Some economists might interpret all this primping and preening as something they call a "signaling device." For professionals, spending all this time and money on your appearance might signal to your colleagues that you’re aware of social cues and that you care about how other people perceive you – not terrible skills for the workplace. Another theory is that grooming in socially accepted ways signals adherence to the dominant ideas about masculinity and femininity in our culture, a practice that American workplaces may reward.
But the question still remains why these practices are typically more important for women than men. Wong and Penner agree that there are a few possibilities.

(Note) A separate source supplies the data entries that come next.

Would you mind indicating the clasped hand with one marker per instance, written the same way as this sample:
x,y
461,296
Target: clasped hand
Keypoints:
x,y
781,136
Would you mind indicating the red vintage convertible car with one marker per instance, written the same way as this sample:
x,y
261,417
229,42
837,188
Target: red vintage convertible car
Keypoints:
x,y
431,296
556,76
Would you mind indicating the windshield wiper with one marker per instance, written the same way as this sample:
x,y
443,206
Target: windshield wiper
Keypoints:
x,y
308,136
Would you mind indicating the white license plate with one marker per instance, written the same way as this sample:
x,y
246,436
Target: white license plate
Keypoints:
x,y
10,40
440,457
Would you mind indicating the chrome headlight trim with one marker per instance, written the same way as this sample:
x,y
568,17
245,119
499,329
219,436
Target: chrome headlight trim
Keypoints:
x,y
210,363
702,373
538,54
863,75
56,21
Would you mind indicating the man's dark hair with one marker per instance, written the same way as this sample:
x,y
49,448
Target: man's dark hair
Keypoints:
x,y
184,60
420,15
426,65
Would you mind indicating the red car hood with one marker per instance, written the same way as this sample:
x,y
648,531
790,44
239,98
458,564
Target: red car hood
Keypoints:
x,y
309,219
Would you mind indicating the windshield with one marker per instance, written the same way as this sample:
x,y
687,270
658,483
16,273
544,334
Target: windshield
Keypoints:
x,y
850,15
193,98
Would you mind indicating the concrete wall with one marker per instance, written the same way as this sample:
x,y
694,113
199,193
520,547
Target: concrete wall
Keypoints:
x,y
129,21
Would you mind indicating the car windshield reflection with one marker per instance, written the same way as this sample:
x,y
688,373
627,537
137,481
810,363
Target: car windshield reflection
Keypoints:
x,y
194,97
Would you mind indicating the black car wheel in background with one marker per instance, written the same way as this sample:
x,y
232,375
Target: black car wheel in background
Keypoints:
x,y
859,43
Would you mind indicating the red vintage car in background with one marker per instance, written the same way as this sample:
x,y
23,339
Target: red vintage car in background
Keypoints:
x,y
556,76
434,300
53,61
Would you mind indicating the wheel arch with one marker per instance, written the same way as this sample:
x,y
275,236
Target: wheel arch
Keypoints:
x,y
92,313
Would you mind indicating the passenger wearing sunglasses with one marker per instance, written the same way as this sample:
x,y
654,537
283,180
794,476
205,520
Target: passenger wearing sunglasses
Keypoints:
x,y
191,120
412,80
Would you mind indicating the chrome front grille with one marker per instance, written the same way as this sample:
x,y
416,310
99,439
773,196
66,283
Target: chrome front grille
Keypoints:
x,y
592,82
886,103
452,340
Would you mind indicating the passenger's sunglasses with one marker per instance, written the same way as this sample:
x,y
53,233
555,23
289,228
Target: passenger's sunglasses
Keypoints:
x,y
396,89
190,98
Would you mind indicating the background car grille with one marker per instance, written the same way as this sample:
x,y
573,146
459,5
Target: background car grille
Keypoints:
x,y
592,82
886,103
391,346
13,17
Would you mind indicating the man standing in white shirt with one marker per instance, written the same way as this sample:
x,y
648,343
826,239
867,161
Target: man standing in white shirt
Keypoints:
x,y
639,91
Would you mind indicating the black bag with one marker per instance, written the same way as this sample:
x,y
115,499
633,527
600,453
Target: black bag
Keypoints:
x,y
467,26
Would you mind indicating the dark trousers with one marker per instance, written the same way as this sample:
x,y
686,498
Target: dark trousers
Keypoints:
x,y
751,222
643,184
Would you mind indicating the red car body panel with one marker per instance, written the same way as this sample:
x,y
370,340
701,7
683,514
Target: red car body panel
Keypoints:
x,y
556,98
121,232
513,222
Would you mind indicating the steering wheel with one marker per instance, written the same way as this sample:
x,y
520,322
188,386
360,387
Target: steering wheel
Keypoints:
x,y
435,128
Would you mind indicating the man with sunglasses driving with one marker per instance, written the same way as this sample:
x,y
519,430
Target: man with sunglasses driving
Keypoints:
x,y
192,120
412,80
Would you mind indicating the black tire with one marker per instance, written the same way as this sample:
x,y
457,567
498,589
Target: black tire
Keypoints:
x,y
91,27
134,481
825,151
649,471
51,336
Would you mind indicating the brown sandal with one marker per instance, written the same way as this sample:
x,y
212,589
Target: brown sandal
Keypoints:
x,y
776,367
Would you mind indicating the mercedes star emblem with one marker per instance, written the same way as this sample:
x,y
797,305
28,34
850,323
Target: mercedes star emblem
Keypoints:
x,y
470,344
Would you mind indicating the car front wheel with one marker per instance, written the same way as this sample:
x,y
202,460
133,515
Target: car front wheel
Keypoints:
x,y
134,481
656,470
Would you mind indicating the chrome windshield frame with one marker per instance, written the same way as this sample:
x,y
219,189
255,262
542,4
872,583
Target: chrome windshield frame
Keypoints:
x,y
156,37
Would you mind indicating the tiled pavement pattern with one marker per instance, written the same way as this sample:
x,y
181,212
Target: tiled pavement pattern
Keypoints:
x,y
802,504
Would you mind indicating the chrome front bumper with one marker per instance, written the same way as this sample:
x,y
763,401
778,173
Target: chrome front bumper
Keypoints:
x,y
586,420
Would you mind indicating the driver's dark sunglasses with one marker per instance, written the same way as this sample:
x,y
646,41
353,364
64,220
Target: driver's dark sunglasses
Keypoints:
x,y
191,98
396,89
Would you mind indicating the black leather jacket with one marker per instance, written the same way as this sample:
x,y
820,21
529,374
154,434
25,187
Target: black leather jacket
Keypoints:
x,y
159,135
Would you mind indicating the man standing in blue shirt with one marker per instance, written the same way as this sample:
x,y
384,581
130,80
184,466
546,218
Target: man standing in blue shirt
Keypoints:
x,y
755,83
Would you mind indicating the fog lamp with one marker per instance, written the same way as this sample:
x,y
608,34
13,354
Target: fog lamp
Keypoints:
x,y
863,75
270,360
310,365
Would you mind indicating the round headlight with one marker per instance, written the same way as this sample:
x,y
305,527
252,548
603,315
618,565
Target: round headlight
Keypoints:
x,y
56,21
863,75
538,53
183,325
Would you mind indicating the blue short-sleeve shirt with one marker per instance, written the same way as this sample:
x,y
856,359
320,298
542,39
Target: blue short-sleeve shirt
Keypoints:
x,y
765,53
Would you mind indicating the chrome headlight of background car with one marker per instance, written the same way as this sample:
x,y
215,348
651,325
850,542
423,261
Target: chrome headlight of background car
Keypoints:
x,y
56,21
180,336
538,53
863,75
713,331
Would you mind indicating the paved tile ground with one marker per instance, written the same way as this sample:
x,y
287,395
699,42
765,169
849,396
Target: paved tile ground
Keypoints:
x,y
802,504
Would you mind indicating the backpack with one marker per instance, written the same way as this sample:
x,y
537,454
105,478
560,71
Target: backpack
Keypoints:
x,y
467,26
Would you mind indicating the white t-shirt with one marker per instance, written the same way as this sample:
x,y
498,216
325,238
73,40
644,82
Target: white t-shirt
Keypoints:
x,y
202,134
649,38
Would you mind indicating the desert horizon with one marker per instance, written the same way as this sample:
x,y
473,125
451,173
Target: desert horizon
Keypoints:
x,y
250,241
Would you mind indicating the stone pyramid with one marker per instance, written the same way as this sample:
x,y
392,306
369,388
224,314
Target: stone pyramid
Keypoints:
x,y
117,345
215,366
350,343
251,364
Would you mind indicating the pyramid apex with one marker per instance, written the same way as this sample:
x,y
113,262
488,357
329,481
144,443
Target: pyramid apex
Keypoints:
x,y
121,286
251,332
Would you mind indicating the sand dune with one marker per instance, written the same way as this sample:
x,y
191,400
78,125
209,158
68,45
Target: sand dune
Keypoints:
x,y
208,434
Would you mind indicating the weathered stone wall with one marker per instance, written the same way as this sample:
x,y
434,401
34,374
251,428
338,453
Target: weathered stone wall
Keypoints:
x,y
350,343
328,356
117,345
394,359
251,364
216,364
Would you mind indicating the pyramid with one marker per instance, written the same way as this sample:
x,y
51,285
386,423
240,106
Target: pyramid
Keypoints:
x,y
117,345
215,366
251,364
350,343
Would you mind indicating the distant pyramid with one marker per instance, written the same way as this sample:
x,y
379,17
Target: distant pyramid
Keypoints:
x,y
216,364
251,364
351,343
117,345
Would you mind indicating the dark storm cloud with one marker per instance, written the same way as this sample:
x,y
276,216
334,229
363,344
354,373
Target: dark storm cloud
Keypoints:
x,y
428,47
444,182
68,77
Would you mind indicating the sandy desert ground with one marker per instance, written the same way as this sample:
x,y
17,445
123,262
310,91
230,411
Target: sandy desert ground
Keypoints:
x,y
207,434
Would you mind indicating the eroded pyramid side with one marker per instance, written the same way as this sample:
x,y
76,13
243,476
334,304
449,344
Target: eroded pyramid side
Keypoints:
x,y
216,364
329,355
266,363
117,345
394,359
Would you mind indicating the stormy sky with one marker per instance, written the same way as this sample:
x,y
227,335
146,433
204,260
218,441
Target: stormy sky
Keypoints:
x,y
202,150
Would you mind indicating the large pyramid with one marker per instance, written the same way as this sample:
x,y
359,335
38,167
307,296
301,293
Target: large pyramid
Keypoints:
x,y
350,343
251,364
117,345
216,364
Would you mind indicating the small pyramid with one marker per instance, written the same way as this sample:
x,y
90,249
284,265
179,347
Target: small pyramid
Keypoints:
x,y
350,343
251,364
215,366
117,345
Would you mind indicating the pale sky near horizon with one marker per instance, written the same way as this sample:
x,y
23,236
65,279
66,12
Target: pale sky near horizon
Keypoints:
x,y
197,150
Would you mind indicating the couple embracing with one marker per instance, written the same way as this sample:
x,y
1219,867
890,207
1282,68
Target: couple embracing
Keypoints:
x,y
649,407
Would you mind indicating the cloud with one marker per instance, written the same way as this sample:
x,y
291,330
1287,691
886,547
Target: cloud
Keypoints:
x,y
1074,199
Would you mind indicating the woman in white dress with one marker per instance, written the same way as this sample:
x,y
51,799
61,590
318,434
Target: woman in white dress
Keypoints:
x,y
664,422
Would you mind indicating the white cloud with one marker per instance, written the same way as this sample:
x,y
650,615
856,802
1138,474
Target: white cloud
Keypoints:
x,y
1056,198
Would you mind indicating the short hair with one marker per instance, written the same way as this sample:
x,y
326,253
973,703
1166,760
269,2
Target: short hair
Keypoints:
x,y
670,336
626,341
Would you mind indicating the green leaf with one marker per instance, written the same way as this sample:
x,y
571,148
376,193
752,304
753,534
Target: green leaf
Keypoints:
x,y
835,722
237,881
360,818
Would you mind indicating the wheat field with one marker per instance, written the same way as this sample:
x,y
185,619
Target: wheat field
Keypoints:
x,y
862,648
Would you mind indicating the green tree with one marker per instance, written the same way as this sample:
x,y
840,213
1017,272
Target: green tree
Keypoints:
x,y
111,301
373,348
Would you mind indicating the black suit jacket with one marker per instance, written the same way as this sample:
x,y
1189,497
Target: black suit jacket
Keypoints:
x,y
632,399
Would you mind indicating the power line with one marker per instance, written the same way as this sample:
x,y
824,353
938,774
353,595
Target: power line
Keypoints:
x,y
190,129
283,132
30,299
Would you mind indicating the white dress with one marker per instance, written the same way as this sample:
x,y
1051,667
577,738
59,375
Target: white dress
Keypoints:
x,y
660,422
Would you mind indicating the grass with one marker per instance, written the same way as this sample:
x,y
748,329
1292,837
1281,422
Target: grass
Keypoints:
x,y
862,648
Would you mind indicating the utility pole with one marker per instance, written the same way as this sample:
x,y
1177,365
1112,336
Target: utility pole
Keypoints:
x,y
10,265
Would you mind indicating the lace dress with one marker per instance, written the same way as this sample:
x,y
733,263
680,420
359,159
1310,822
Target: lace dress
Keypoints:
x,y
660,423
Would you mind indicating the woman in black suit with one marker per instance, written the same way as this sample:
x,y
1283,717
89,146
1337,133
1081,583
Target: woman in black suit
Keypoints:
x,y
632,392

One is that women just have a wider range of beauty practices available to them – they can go to work in suits or maxi dresses, stilettos or brogues. They can wear their hair long or short, and wear makeup, or not. Men, in contrast, have a much more limited set of socially acceptable options for presenting themselves as professionals -- relatively short hair, shirts and ties, perhaps a Marco Rubio boot if they're feeling adventurous. From this perspective, women’s beauty practices might be seen primarily as a form of creative self-expression – a view that many women do endorse.
But there are more sinister theories as well. One is that these gender differences are the result of a cultural tendency to monitor women’s behavior more than men’s, in ways that keep women distracted from really achieving power. Wong quotes Naomi Wolf, a third-wave feminist who argues that unrealistic standards of beauty that women are encouraged to pursue – an ideal she calls “the beauty myth” – is ultimately a way to control and constrain women’s behavior.
Wong says that both explanations probably have some truth. "I think that we more readily judge women, and so this presentation becomes so important to them," she says.